1) First, I agree that Republicans are building one-party red states, as I've actually written about before (https://x.com/balajis/status/1711301185494482969). I think they are doing this partly in response to Democrats building one-party blue states. But regardless, both red and blue have rejected democracy *within* their states in the sense of competitive multiparty elections.
2) Democrats are rejecting democracy in practice while claiming they're for it in principle, while Republicans are increasingly just saying they want republics rather than democracies. What it equates to is that "blue democracy" = rule by Democrats and "red republic" = rule by Republicans.
3) So, where is there room for democratic choice? There's the federal election. But that's going to be so contentious this year that I doubt both sides will be happy with the outcome.
4) What that leaves is democracy as *migration* rather than election. More than a million people have chosen to leave California for red states, which means they're voting with their feet against blue governance.

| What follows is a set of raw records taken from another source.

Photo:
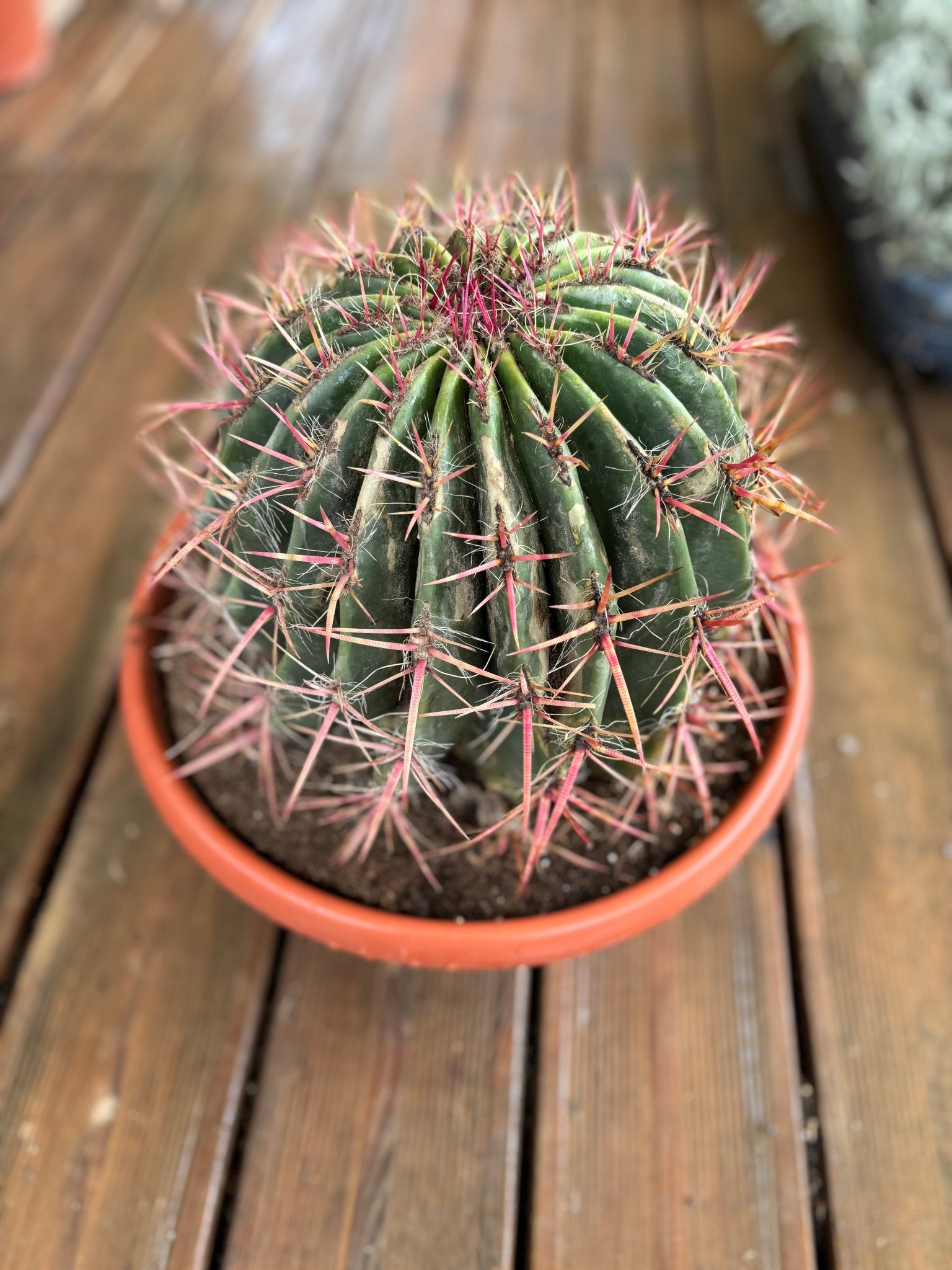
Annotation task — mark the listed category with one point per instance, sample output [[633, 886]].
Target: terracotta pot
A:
[[24, 43], [343, 923]]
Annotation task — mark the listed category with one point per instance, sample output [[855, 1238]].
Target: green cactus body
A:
[[484, 492]]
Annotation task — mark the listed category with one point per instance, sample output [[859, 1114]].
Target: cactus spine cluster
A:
[[483, 495]]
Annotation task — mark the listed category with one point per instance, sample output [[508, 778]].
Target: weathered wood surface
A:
[[387, 1119], [669, 1110], [73, 571], [386, 1127], [930, 409], [870, 822], [126, 1047]]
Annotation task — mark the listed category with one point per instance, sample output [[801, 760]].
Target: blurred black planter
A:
[[907, 316]]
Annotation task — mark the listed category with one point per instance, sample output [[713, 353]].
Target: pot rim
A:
[[423, 941]]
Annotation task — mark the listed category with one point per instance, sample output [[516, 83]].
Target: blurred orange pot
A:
[[24, 42], [343, 923]]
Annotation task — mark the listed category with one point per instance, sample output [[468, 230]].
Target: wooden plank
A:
[[386, 1123], [639, 122], [278, 116], [930, 409], [202, 52], [871, 819], [81, 525], [60, 277], [669, 1118], [97, 56], [126, 1047], [516, 116]]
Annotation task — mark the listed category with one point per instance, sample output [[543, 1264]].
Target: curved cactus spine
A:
[[489, 494]]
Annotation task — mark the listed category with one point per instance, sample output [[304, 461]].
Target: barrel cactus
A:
[[483, 500]]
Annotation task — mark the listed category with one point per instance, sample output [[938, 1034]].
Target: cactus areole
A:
[[483, 500]]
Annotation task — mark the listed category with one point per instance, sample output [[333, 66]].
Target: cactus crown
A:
[[485, 494]]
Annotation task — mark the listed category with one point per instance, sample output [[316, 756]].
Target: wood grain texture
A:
[[930, 408], [73, 571], [871, 821], [97, 58], [126, 1047], [669, 1116], [669, 1110], [386, 1124]]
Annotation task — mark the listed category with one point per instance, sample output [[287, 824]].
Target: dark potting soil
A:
[[477, 883]]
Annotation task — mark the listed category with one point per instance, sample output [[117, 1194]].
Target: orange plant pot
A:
[[25, 43], [371, 933]]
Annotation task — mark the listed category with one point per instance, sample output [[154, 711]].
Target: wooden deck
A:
[[765, 1082]]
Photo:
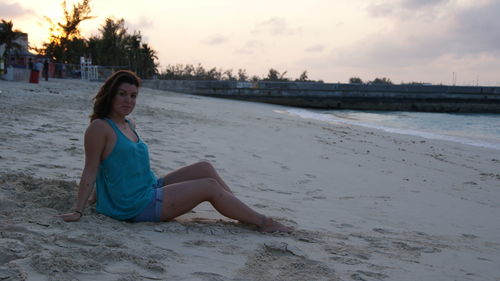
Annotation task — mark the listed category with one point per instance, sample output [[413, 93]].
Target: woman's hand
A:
[[70, 217]]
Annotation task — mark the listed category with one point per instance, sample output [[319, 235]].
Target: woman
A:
[[117, 162]]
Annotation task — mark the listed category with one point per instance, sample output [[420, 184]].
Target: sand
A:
[[366, 205]]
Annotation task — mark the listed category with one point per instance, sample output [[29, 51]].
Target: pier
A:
[[428, 98]]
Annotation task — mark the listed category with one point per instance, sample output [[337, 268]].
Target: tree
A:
[[303, 77], [65, 44], [274, 75], [382, 81], [112, 50], [242, 75], [355, 80], [9, 36]]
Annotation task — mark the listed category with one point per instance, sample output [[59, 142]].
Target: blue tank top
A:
[[125, 180]]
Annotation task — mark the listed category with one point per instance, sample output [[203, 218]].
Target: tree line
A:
[[198, 72], [113, 46]]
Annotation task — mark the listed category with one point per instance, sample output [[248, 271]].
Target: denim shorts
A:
[[152, 212]]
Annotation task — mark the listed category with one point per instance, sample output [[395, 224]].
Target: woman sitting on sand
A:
[[117, 162]]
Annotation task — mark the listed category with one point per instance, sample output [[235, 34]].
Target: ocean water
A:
[[481, 130]]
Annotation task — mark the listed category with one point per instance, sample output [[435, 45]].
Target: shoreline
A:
[[386, 97], [366, 204], [408, 132]]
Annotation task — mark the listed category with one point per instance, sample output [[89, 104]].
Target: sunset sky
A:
[[404, 40]]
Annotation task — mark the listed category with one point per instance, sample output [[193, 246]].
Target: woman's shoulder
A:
[[98, 126]]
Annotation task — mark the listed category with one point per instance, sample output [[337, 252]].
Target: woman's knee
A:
[[212, 187]]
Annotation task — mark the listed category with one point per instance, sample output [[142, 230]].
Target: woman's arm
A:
[[95, 141]]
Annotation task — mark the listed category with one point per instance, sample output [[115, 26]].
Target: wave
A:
[[306, 114]]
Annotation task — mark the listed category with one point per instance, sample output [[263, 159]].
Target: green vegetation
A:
[[376, 81], [8, 36], [113, 47]]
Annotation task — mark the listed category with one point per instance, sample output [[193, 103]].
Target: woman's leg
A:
[[195, 171], [180, 198]]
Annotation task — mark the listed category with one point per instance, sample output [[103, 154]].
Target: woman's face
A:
[[124, 101]]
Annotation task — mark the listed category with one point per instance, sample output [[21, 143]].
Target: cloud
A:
[[276, 26], [249, 47], [422, 40], [458, 30], [216, 39], [141, 24], [315, 49], [13, 11]]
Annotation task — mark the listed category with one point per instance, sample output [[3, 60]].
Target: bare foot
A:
[[92, 199], [271, 225]]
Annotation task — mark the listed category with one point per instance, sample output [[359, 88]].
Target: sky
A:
[[431, 41]]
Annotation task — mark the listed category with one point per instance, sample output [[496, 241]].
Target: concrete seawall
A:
[[345, 96]]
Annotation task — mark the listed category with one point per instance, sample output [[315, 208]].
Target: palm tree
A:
[[8, 36]]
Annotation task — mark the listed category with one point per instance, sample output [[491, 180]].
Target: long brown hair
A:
[[103, 99]]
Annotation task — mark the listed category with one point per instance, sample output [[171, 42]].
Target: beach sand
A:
[[366, 205]]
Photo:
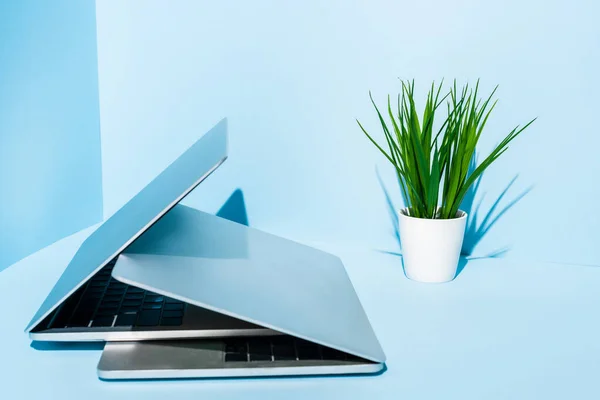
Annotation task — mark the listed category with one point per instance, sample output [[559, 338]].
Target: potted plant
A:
[[431, 160]]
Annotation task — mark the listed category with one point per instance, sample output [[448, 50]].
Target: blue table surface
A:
[[503, 329]]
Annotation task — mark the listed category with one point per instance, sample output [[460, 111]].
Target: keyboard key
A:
[[113, 297], [169, 300], [172, 306], [236, 357], [107, 311], [283, 352], [259, 350], [282, 339], [153, 299], [126, 319], [331, 354], [102, 321], [132, 303], [134, 296], [109, 304], [260, 357], [152, 306], [308, 352], [172, 314], [148, 318], [171, 321], [236, 346]]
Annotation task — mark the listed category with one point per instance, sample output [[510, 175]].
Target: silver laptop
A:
[[88, 304], [299, 292]]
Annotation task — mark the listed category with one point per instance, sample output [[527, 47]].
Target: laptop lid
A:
[[138, 214], [251, 275]]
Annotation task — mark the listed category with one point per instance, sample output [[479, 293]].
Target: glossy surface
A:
[[110, 238], [209, 358], [253, 276]]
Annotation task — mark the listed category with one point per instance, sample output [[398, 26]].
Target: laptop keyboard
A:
[[104, 302], [279, 348]]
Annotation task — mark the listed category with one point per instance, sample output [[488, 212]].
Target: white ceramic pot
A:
[[431, 247]]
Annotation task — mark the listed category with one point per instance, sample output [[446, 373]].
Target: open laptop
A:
[[241, 302], [87, 304], [301, 293]]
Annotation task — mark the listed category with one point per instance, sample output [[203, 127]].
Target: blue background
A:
[[291, 78], [50, 166]]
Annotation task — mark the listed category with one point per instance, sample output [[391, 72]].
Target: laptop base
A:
[[250, 357]]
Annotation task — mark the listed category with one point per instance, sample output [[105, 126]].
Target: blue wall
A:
[[292, 76], [50, 165]]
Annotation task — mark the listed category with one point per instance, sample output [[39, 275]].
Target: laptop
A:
[[87, 304], [301, 293], [178, 293]]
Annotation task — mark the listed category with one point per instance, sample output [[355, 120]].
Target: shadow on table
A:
[[475, 230], [263, 378], [234, 208]]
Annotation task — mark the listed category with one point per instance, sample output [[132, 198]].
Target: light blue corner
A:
[[50, 165]]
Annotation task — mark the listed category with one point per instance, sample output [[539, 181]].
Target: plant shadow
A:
[[475, 231]]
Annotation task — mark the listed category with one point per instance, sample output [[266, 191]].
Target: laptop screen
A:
[[137, 215]]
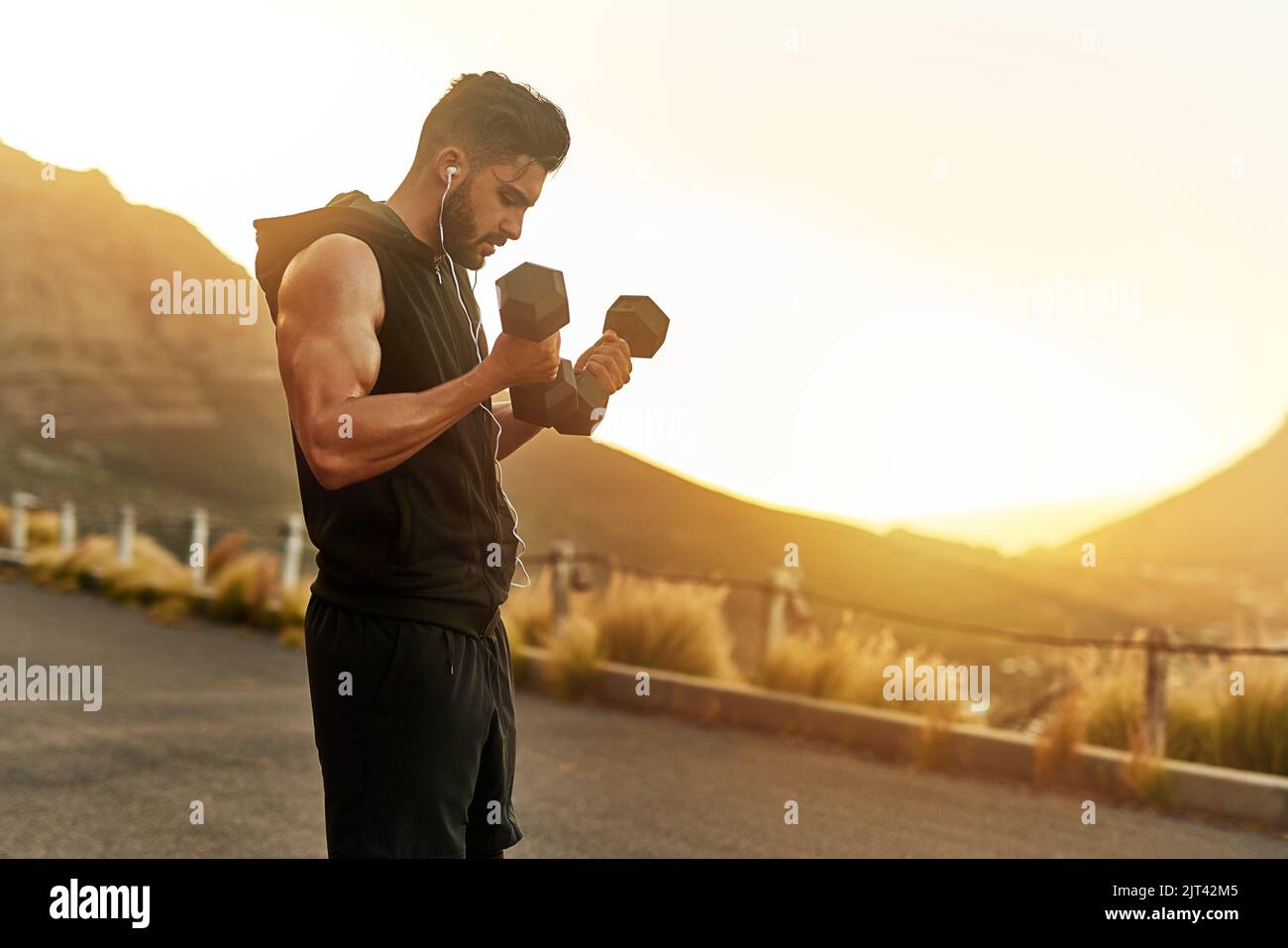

5) Nevertheless, if you really want blue governance, sure, you can move there. At a theoretical level I'm glad that choice exists. In practice many people are stuck in blue states even though they wanted Bloomberg Democrats rather than BLM Democrats.
6) I'd also note that I do not believe red states are the apex of governance on the planet. They are recruiting from blue states, but in many ways countries like the UAE, Singapore, and Estonia are better managed. There are also innovations from East Asia and even now Latin America (Bukele's anti-crime program) and India (eg UPI) that red states could learn from.
So: both parties are building one-party states, but Democrats are the ones claiming to be "for democracy", and that isn't what they're for.
One problem Red States have is that:
1) Their cities (and often bureaucrats and professionals) are still blue
2) A lot of the things you cite would be invalidated by the federal government and the courts. For instance, no Red State governor could institute Bukele style crime policy, it would get overridden by the Feds and the Courts. Bukele himself basically had to become a quasi dictator and neuter the Supreme Court there.
You have to remember that Blue Staters are very concerned with imposing their will on Red Staters, in the name of the "downtrodden vulnerable minorities" that reside there.
The worry of course is that if immigration continues we will no longer have competitive federal elections, and then even the reddest states will have the blue model completely forced on them by the feds.